Political parties entered a new fund-raising era immediately after the 2002 elections. At that moment, the McCain-Feingold campaign-finance legislation prohibited national party committees from accepting the unlimited, unregulated “soft-money” contributions from wealthy individuals, corporations and labor unions — often donated in multimillion-dollar increments. Henceforth, national party committees, including the parties’ national Senate and House campaign committees, would have to rely solely on “hard money” contributions, which are limited funds donated by individuals (a maximum of $26,700 per year per national committee, subject to a two-year aggregate total of $61,400) and by political action committees ($15,000 per year per national committee).

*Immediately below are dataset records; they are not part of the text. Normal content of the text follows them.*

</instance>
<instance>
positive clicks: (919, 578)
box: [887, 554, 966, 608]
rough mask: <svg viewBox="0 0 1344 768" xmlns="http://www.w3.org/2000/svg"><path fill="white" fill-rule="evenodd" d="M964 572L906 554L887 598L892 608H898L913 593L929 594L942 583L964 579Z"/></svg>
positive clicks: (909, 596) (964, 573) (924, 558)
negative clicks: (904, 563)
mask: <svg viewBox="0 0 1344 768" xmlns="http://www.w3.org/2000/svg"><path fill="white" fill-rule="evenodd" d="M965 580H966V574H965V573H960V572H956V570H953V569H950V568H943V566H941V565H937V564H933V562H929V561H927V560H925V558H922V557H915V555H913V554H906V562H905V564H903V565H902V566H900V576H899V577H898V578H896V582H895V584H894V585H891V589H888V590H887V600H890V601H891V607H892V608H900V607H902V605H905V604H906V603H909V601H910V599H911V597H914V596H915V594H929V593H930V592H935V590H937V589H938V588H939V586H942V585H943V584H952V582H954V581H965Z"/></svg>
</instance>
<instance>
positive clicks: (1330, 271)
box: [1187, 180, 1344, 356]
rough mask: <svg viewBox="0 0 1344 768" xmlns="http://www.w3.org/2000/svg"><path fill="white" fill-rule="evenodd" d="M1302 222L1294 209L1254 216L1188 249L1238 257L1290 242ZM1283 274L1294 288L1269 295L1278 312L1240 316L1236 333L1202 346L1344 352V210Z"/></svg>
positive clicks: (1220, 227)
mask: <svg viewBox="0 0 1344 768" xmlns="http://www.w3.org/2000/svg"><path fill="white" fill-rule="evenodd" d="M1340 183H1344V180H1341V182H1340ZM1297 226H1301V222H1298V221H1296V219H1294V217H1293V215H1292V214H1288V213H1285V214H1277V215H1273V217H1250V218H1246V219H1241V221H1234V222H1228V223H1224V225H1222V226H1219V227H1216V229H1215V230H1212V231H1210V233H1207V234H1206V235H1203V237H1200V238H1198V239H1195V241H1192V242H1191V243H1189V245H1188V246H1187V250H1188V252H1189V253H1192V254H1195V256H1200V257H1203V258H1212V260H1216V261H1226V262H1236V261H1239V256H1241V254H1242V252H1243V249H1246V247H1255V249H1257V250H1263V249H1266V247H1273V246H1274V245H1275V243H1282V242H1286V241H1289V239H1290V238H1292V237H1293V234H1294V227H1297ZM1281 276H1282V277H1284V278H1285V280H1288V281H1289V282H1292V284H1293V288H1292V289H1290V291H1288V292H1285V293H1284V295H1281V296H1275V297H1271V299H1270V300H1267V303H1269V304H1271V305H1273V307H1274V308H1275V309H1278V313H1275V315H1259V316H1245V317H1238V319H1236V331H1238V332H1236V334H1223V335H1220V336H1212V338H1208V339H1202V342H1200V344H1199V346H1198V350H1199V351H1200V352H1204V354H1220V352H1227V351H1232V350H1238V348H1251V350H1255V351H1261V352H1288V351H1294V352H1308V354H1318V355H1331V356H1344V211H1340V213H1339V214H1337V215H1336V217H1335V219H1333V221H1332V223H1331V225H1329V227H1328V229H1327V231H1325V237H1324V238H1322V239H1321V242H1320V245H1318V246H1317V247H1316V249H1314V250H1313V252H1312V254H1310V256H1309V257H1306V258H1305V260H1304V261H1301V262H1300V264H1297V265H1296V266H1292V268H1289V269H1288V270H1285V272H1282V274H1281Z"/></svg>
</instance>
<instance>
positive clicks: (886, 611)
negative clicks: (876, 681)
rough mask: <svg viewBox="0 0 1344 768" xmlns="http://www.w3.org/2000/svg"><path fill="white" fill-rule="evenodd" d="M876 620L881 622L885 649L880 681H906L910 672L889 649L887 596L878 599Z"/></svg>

Over the four years from 1999 through 2002, the RNC collected nearly $50 million more in soft money ($280 million) than the DNC ($231 million) received. But the RNC advantage over the DNC in “hard money” was much bigger. In fact, the RNC’s hard-money contributions for the 1999-2002 period ($383 million) were twice the level of the DNC’s hard-money total ($191 million). Notwithstanding the RNC’s gargantuan hard-money advantage through 2002, the DNC defied all conventional wisdom by raising more hard money ($394 million) than the RNC collected ($392 million) during the 2003-2004 cycle.

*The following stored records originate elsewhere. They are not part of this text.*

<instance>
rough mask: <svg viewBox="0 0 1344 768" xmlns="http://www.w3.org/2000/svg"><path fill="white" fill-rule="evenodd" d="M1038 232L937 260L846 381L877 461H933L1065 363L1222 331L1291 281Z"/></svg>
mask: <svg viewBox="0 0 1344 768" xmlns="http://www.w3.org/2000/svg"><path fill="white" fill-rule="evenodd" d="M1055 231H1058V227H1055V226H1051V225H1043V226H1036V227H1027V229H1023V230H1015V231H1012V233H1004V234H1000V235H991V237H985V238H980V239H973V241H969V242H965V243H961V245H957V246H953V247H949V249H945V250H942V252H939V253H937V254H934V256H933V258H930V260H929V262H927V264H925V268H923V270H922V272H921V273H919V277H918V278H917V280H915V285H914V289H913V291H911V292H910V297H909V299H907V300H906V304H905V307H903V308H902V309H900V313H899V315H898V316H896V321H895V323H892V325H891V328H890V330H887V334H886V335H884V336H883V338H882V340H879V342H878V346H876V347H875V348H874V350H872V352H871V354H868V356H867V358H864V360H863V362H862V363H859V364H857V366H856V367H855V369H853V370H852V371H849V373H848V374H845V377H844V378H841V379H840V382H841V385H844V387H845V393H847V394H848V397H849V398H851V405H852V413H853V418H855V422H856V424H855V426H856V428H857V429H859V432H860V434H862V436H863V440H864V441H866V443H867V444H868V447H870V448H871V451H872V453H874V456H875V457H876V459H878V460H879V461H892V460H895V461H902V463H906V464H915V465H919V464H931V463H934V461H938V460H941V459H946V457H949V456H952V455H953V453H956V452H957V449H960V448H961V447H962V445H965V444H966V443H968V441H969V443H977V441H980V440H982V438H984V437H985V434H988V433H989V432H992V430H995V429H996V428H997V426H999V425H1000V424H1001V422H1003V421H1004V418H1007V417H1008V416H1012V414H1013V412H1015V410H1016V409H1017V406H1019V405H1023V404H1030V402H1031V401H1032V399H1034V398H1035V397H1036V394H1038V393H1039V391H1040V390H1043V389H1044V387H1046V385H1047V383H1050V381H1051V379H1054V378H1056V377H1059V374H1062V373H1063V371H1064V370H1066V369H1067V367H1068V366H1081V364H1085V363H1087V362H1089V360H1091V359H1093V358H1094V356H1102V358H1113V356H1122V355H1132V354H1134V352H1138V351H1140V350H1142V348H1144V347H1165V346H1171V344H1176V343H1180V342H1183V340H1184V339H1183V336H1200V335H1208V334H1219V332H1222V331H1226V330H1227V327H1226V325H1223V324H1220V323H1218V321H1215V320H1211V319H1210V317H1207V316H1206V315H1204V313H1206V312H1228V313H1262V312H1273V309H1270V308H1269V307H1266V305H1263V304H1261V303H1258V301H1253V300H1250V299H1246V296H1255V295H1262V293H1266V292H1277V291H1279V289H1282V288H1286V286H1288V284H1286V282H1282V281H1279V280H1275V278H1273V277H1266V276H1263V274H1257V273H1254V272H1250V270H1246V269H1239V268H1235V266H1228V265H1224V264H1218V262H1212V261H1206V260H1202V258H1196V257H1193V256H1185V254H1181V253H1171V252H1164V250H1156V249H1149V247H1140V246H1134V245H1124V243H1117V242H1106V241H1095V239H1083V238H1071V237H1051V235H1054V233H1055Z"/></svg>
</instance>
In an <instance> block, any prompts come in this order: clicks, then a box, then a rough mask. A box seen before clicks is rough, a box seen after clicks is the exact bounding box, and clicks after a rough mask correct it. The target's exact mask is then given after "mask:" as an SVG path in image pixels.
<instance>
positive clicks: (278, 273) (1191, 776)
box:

Interestingly, the DNC’s 2005 fund-raising receipts of $56 million were nearly 30 percent above its 2003 total, while the RNC actually raised less money in 2005 ($105 million) than it did in 2003 ($108 million). Because the DNC under Mr. Dean had spent nearly 65 percent more money during 2005 than the DNC spent in 2003, the DNC is entering the 2006 election year with $5 million less than it had entering 2004.
The real party money, of course, is raised in an election year. In 2004 alone, admittedly a presidential year, the DNC raised about $350 million in hard money. That was $65 million more than the RNC raised in 2004. Beyond the nearly $400 million the DNC raised during the 2003-2004 cycle, Democratic presidential candidates collected another $343 million in hard money from individuals, who could contribute no more than $2,000 per candidate. John Kerry alone raised $196 million in hard money during just seven months in 2004 (and foolishly finished the campaign with $16 million in the bank, money that could have been legally diverted to Ohio, which he lost by 2.1 percentage points, costing him the presidency).
If 2004 is any guide, there clearly are hundreds of millions of Democratic hard-money dollars potentially available to the DNC this year. Whether Mr. Dean can pry that money loose may prove to be the biggest factor determining which party can claim victory in November.